"The question is, should we be giving an extra $120 billion to people in the
top 1 percent?"
So asked Gene Sperling, Hillary Clinton's chief economic advisor, at a
recent National Press Club panel discussion. Translation: It's the
government's money, and anything left over after Uncle Sam picks your
pockets is a "gift."
Indeed, to hear leading Democrats talk about the "richest 1 percent" - a
diverse cohort of investors, managers, entrepreneurs and, to be sure, some
fat-cat heirs - one gets the impression that wealthy Americans are a natural
resource, to be pumped for as much cash as we need.
Further, the Democrats don't think that well will ever run dry. "I no more
believe that the hedge-fund managers are going to quit working at
billion-dollar hedge funds because tax rates go up 5 percent than Alex
Rodriguez will quit playing baseball because they put in a salary cap,"

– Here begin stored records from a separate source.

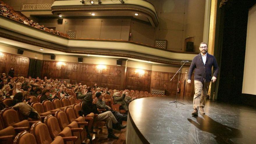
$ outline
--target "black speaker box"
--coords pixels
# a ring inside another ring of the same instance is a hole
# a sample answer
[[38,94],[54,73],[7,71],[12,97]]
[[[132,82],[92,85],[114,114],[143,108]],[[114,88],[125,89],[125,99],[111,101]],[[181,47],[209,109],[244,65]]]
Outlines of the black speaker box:
[[122,60],[117,60],[116,65],[122,65]]
[[81,57],[78,58],[78,62],[83,62],[83,58]]
[[55,60],[55,55],[54,54],[51,55],[51,59]]
[[58,19],[58,24],[62,24],[62,23],[63,22],[63,19],[59,18]]
[[23,52],[24,52],[24,51],[22,50],[22,49],[18,49],[18,54],[23,54]]
[[194,42],[188,42],[186,46],[186,51],[188,52],[194,52]]

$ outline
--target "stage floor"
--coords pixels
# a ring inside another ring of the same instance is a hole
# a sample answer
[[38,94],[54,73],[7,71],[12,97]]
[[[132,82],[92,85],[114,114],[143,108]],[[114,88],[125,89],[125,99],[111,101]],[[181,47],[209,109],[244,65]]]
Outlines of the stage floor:
[[193,99],[189,99],[189,103],[185,98],[179,100],[185,105],[169,103],[175,99],[147,97],[130,104],[133,126],[146,140],[144,143],[256,143],[255,108],[209,101],[206,114],[199,113],[193,117]]

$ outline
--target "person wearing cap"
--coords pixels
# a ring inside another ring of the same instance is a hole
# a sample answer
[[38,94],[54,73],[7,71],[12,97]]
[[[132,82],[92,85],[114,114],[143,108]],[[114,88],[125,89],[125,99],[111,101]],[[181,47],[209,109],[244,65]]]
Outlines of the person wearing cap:
[[[125,101],[125,93],[128,92],[126,90],[123,92],[122,95],[120,96],[120,94],[118,92],[116,92],[113,94],[114,97],[114,104],[120,104],[122,105],[122,107],[123,109],[128,111],[128,105]],[[121,108],[121,107],[120,108]]]
[[98,98],[98,100],[96,103],[97,108],[99,109],[105,109],[107,111],[110,111],[114,115],[115,117],[118,122],[117,124],[113,124],[113,127],[114,129],[120,131],[121,129],[124,129],[126,127],[126,125],[122,126],[121,125],[123,121],[127,121],[127,115],[123,115],[119,112],[115,111],[111,109],[111,108],[108,106],[106,105],[104,98],[103,95],[100,93],[96,93],[96,97]]
[[[80,115],[86,115],[93,113],[95,114],[98,114],[99,112],[97,110],[96,103],[98,101],[97,97],[93,99],[93,95],[91,93],[88,93],[86,95],[85,97],[83,99],[83,104],[82,104],[82,111],[79,112]],[[107,123],[107,127],[108,128],[108,138],[118,139],[118,136],[115,135],[113,133],[112,123],[116,124],[118,122],[115,117],[115,116],[111,111],[108,111],[105,113],[99,114],[97,117],[94,118],[94,121],[104,121]]]

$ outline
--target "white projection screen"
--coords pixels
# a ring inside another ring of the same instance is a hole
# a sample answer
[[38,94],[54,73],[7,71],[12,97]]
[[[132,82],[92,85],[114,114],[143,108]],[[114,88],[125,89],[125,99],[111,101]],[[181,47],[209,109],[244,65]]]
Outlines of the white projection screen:
[[248,14],[242,93],[256,95],[256,5]]

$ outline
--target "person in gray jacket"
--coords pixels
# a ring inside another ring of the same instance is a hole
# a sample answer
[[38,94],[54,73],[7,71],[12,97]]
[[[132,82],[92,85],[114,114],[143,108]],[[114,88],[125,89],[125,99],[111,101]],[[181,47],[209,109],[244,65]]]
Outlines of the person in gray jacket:
[[114,97],[114,104],[120,104],[122,105],[122,107],[123,109],[128,111],[128,105],[125,101],[125,93],[128,92],[126,90],[123,92],[122,95],[120,96],[120,94],[118,92],[116,92],[113,94]]

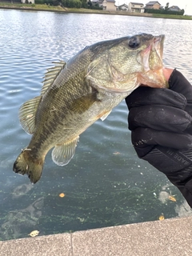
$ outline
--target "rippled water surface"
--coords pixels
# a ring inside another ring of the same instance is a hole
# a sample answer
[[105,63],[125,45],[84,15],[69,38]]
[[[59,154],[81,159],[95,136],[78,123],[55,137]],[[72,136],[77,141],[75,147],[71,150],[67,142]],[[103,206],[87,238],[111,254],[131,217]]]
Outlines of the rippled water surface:
[[165,34],[164,63],[192,82],[190,21],[1,10],[0,24],[1,240],[191,214],[166,177],[137,158],[124,102],[81,135],[67,166],[56,166],[49,153],[35,185],[12,171],[30,139],[19,125],[19,106],[39,94],[52,62],[105,39]]

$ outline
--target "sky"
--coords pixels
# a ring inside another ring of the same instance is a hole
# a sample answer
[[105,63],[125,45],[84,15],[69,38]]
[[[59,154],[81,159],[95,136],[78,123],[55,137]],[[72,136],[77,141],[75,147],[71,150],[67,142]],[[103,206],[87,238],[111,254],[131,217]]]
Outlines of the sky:
[[[144,6],[146,6],[146,4],[147,2],[149,2],[150,1],[152,0],[133,0],[133,1],[130,1],[130,0],[116,0],[116,5],[122,5],[123,3],[129,5],[129,3],[130,2],[140,2],[140,3],[143,3]],[[178,6],[180,9],[184,9],[185,10],[185,14],[186,15],[192,15],[192,1],[191,0],[158,0],[158,2],[162,6],[166,6],[166,3],[169,2],[169,6]]]

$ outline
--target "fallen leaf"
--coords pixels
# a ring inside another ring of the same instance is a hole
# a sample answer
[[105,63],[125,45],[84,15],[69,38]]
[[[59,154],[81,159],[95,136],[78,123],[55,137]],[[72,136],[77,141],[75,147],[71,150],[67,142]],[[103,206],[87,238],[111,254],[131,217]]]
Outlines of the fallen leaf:
[[30,232],[30,234],[29,234],[28,235],[31,236],[31,237],[36,237],[37,235],[38,235],[39,231],[38,230],[34,230],[32,232]]
[[160,216],[158,217],[158,219],[159,219],[160,221],[163,221],[163,219],[165,219],[164,215],[160,215]]
[[169,195],[169,198],[168,198],[170,201],[173,201],[173,202],[176,202],[176,198],[173,196],[173,195]]
[[59,197],[60,197],[60,198],[64,198],[64,196],[65,196],[65,194],[64,194],[64,193],[59,194]]
[[121,153],[120,152],[114,152],[113,153],[113,154],[120,154]]

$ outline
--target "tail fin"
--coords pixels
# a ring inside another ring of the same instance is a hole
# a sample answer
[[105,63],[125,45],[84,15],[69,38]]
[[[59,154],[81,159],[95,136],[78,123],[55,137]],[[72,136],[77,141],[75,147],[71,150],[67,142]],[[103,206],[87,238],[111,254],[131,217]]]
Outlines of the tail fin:
[[14,163],[13,170],[19,174],[27,174],[32,183],[36,183],[42,176],[44,158],[34,159],[29,150],[23,150]]

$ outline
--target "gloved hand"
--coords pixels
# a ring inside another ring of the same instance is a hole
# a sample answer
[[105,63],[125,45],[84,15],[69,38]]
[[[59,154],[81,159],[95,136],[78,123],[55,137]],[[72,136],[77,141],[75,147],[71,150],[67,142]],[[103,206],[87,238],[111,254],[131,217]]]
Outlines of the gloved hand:
[[[172,71],[171,71],[172,72]],[[169,89],[141,86],[126,98],[133,146],[192,207],[192,86],[174,70]]]

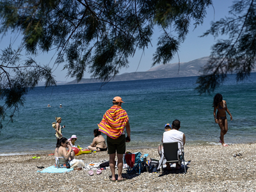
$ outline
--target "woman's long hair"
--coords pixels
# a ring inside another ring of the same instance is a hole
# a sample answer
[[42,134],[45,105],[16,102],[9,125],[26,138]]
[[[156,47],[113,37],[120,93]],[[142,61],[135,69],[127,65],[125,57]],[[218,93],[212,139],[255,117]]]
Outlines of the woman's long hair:
[[94,129],[93,133],[95,134],[95,135],[94,135],[95,137],[97,137],[98,136],[101,134],[101,132],[99,131],[99,129]]
[[219,104],[220,102],[221,102],[222,100],[222,95],[220,93],[217,93],[215,95],[214,98],[213,99],[213,108],[216,108],[218,106],[218,105]]
[[61,138],[60,139],[58,139],[56,143],[56,148],[59,148],[60,147],[61,147],[61,143],[65,143],[68,140],[66,138]]

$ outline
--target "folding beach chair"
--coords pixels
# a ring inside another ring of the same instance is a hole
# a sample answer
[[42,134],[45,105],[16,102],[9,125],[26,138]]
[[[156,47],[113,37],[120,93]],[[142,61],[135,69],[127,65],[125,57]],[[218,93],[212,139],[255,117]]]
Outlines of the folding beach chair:
[[[144,157],[147,157],[148,154],[145,154]],[[141,153],[140,152],[134,154],[127,154],[125,156],[126,163],[128,165],[127,173],[130,173],[132,171],[135,171],[140,174],[143,163],[143,158],[141,158]]]
[[[160,147],[163,148],[163,157],[161,157],[162,173],[163,173],[163,161],[164,159],[166,160],[166,163],[177,163],[183,161],[185,174],[186,172],[185,159],[184,156],[184,150],[181,147],[181,151],[179,149],[179,145],[181,145],[180,142],[170,142],[162,143]],[[161,150],[161,156],[163,156],[162,150]]]

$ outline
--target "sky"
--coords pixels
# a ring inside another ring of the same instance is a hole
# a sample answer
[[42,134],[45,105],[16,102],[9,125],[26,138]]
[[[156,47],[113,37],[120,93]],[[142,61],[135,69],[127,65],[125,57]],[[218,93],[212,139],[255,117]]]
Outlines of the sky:
[[[207,9],[207,16],[202,25],[198,26],[194,29],[193,24],[190,26],[189,34],[188,35],[184,43],[180,46],[178,51],[180,61],[188,62],[198,58],[207,56],[210,55],[211,47],[217,40],[212,36],[206,37],[199,37],[211,27],[211,22],[218,21],[221,18],[228,16],[230,6],[232,6],[233,1],[232,0],[213,0],[213,6],[209,6]],[[152,40],[152,46],[145,49],[144,53],[142,51],[137,51],[133,58],[129,58],[129,67],[127,68],[124,68],[120,70],[119,74],[125,72],[144,72],[149,70],[152,67],[153,63],[153,54],[156,49],[157,43],[157,37],[161,34],[161,31],[155,31]],[[16,39],[16,37],[17,38]],[[0,39],[0,49],[3,49],[7,47],[10,42],[13,42],[17,45],[21,39],[20,35],[17,34],[8,33],[3,38]],[[13,47],[14,48],[14,47]],[[52,53],[42,53],[36,58],[36,60],[42,64],[52,65],[54,59]],[[142,55],[142,56],[141,56]],[[140,60],[141,60],[140,63]],[[179,58],[176,54],[173,59],[169,63],[173,63],[179,62]],[[74,78],[67,77],[67,70],[63,70],[63,66],[60,65],[58,67],[54,67],[53,75],[55,76],[57,81],[69,82],[74,80]],[[90,78],[91,74],[86,73],[84,78]]]

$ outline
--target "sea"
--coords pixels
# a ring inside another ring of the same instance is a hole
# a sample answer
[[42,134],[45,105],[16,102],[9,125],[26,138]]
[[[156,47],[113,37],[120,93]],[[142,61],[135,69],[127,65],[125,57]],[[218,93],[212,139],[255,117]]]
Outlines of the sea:
[[225,143],[255,142],[256,73],[239,82],[235,75],[228,75],[211,94],[200,95],[195,90],[196,79],[187,77],[36,87],[25,95],[24,106],[15,113],[13,122],[8,124],[8,114],[3,122],[0,156],[52,152],[56,143],[52,127],[55,116],[61,117],[61,125],[66,127],[62,129],[63,136],[76,134],[76,144],[86,148],[115,96],[125,102],[122,107],[129,118],[131,141],[127,148],[157,147],[164,125],[175,119],[180,121],[186,145],[220,145],[220,129],[212,107],[217,93],[223,95],[233,116],[230,121],[227,114]]

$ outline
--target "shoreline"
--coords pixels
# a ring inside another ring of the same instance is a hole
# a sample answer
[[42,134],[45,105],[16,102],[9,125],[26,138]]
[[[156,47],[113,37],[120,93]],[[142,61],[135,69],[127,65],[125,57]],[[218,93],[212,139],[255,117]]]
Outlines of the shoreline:
[[[159,143],[160,145],[161,143]],[[227,143],[228,145],[241,145],[241,144],[253,144],[256,142],[248,142],[248,143]],[[221,146],[221,143],[215,142],[193,142],[193,141],[186,141],[185,147],[188,146]],[[134,146],[127,146],[127,150],[137,150],[137,149],[155,149],[157,148],[158,145],[156,146],[144,146],[144,147],[134,147]],[[0,154],[0,157],[3,156],[25,156],[25,155],[33,155],[36,154],[52,154],[54,152],[54,149],[52,150],[27,150],[22,152],[3,152]]]
[[[109,179],[110,170],[100,175],[88,175],[88,170],[72,171],[65,173],[42,173],[37,166],[45,168],[54,164],[54,159],[47,154],[0,156],[2,177],[1,191],[255,191],[256,143],[220,145],[185,145],[185,159],[191,160],[187,173],[143,172],[127,174],[127,179],[113,182]],[[159,159],[157,150],[129,149],[131,152],[148,154],[150,158]],[[242,156],[234,157],[240,153]],[[33,156],[40,159],[32,159]],[[84,163],[108,160],[106,152],[76,156]],[[117,171],[116,170],[116,173]]]

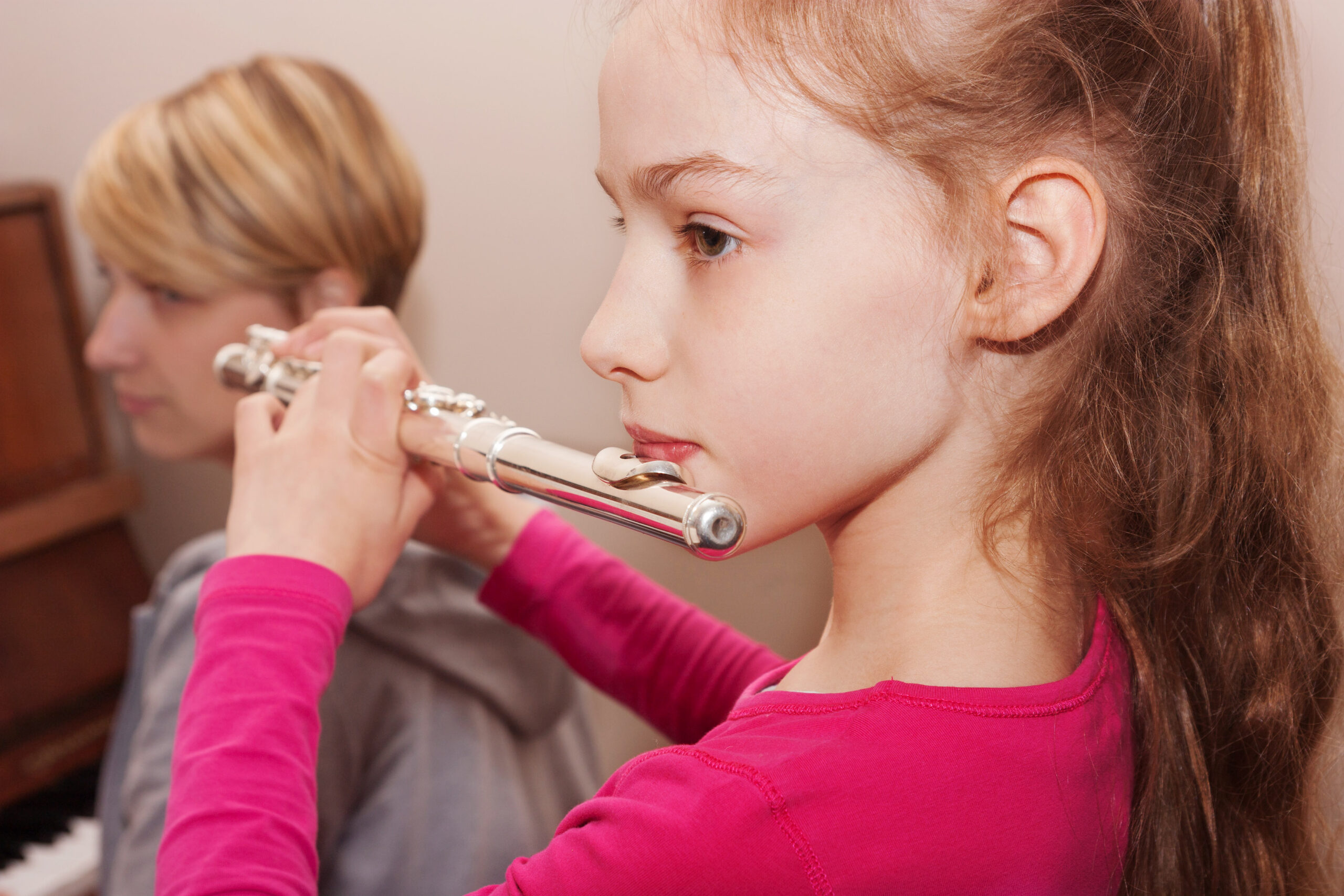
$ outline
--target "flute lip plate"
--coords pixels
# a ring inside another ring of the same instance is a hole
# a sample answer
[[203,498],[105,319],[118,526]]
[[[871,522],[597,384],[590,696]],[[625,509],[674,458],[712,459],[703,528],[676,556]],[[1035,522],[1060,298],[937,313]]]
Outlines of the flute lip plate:
[[689,474],[676,463],[637,457],[618,447],[597,453],[593,476],[618,489],[638,489],[655,482],[691,485]]

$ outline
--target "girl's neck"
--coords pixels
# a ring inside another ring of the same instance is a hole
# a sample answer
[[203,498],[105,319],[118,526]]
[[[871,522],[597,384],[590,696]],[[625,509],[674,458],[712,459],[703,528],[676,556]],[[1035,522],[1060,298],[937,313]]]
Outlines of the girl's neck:
[[953,433],[876,498],[821,523],[831,615],[782,689],[857,690],[888,678],[1009,688],[1056,681],[1078,665],[1091,602],[1051,594],[985,556],[981,467],[969,462],[977,441]]

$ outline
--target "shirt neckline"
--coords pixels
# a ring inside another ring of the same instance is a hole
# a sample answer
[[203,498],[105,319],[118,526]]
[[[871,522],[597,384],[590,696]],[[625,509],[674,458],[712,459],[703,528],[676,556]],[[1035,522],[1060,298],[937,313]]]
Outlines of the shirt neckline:
[[1106,600],[1097,598],[1097,619],[1093,623],[1091,643],[1078,666],[1066,677],[1039,685],[1019,688],[953,688],[921,685],[906,681],[879,681],[862,690],[839,693],[808,693],[801,690],[762,690],[778,684],[797,660],[771,669],[747,685],[728,719],[751,716],[820,715],[855,709],[872,703],[900,703],[906,705],[962,712],[976,716],[1030,717],[1068,712],[1087,703],[1121,649],[1118,633],[1106,609]]

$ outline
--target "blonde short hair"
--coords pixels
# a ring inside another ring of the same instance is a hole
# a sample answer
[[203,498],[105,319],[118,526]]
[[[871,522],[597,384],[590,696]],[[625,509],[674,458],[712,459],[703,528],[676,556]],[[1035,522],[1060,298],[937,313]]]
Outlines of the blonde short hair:
[[98,137],[75,214],[98,253],[188,294],[296,290],[351,271],[395,308],[423,234],[410,153],[335,69],[258,56],[132,109]]

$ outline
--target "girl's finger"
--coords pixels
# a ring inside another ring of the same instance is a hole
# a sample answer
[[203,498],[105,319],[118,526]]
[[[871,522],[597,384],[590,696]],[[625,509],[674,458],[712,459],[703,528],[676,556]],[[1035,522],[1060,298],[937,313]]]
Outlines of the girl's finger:
[[[391,340],[414,357],[410,340],[391,310],[376,308],[325,308],[312,320],[300,324],[289,333],[289,340],[277,347],[286,355],[298,355],[309,360],[321,357],[323,341],[339,329],[356,329]],[[417,360],[417,367],[419,361]]]
[[406,484],[402,486],[402,506],[396,516],[398,532],[410,537],[415,525],[425,516],[438,496],[434,488],[434,467],[427,463],[413,463],[406,470]]
[[352,329],[339,329],[323,343],[323,372],[317,377],[313,410],[327,419],[348,420],[355,407],[364,363],[390,351],[384,340]]
[[285,406],[274,395],[257,392],[234,407],[234,445],[238,457],[250,455],[276,437]]
[[414,373],[411,360],[395,348],[383,349],[363,365],[349,418],[356,445],[388,461],[406,461],[396,430],[405,408],[402,395]]

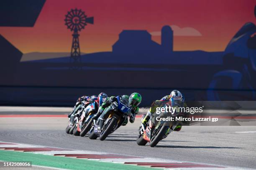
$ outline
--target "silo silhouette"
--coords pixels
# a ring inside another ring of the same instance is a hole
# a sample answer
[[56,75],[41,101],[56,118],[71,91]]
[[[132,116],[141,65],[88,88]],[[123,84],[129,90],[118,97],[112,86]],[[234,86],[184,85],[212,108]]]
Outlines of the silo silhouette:
[[161,45],[165,53],[173,51],[173,31],[169,25],[165,25],[161,30]]

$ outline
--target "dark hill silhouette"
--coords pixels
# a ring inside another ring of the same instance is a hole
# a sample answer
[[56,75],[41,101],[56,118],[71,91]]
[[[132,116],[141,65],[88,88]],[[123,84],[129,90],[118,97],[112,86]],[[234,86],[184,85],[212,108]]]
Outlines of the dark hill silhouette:
[[22,52],[0,34],[0,70],[11,71],[15,69],[19,64]]
[[[81,54],[82,55],[85,54],[85,53],[83,52],[81,52]],[[50,58],[59,58],[64,57],[69,57],[70,56],[70,52],[32,52],[23,54],[20,61],[31,61]]]
[[45,1],[1,1],[0,26],[33,27]]

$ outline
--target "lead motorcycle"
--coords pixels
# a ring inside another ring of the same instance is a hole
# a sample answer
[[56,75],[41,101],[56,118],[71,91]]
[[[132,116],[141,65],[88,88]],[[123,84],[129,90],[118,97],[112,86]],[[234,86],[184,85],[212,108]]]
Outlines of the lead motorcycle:
[[[173,100],[165,103],[163,108],[166,106],[169,107],[174,106],[172,104],[175,103]],[[180,104],[176,102],[176,105],[178,105],[181,107]],[[183,106],[183,105],[182,105]],[[142,118],[143,120],[145,115]],[[182,122],[177,121],[156,121],[156,116],[159,115],[154,115],[153,118],[152,115],[147,125],[145,127],[144,125],[141,123],[141,126],[138,129],[139,134],[137,138],[137,144],[139,145],[145,145],[147,143],[149,143],[149,145],[151,147],[155,146],[161,140],[166,138],[167,135],[172,132],[174,131],[176,126],[179,124],[181,124]],[[175,117],[184,116],[184,114],[180,112],[169,112],[165,110],[159,115],[160,118],[167,117],[168,116],[172,116],[174,118]]]
[[97,121],[91,120],[94,123],[90,130],[90,139],[96,139],[99,137],[100,140],[104,140],[119,128],[126,117],[130,115],[131,108],[127,106],[128,100],[122,100],[119,96],[117,96],[117,98],[118,100],[114,102],[102,112],[104,114],[103,120],[100,118]]

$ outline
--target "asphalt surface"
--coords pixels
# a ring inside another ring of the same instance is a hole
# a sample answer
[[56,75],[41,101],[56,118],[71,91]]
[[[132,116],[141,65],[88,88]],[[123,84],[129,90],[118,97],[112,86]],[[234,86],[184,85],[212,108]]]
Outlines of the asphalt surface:
[[66,118],[0,117],[0,141],[256,168],[256,126],[183,127],[152,148],[136,143],[140,119],[101,141],[66,133]]

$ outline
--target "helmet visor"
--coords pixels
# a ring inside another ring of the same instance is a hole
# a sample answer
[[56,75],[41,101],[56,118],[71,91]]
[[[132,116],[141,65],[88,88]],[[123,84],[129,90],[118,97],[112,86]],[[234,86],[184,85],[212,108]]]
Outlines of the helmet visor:
[[137,106],[140,104],[140,102],[136,100],[133,100],[131,102],[131,104],[132,106]]

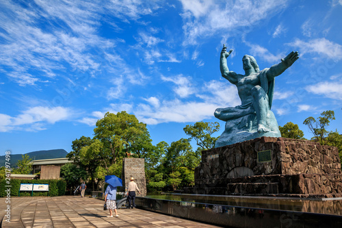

Austan Goolsbee, Barack Obama's economics guru, said Friday.
This sort of thing used to be a staple of the hard left. "Look at the wealth
of America, weigh its resources, feel its power," wrote the editors of The
Nation back in 1988, endorsing presidential candidate Jesse Jackson's
extravagant public spending plan. "There's enough money in this country to
do everything Jackson asks, and more."
But now this vision simply defines liberal economics. John Edwards' unending
campaign for president is based on the idea that there are two Americas and
everyone will be better off when un-rich America mugs rich America.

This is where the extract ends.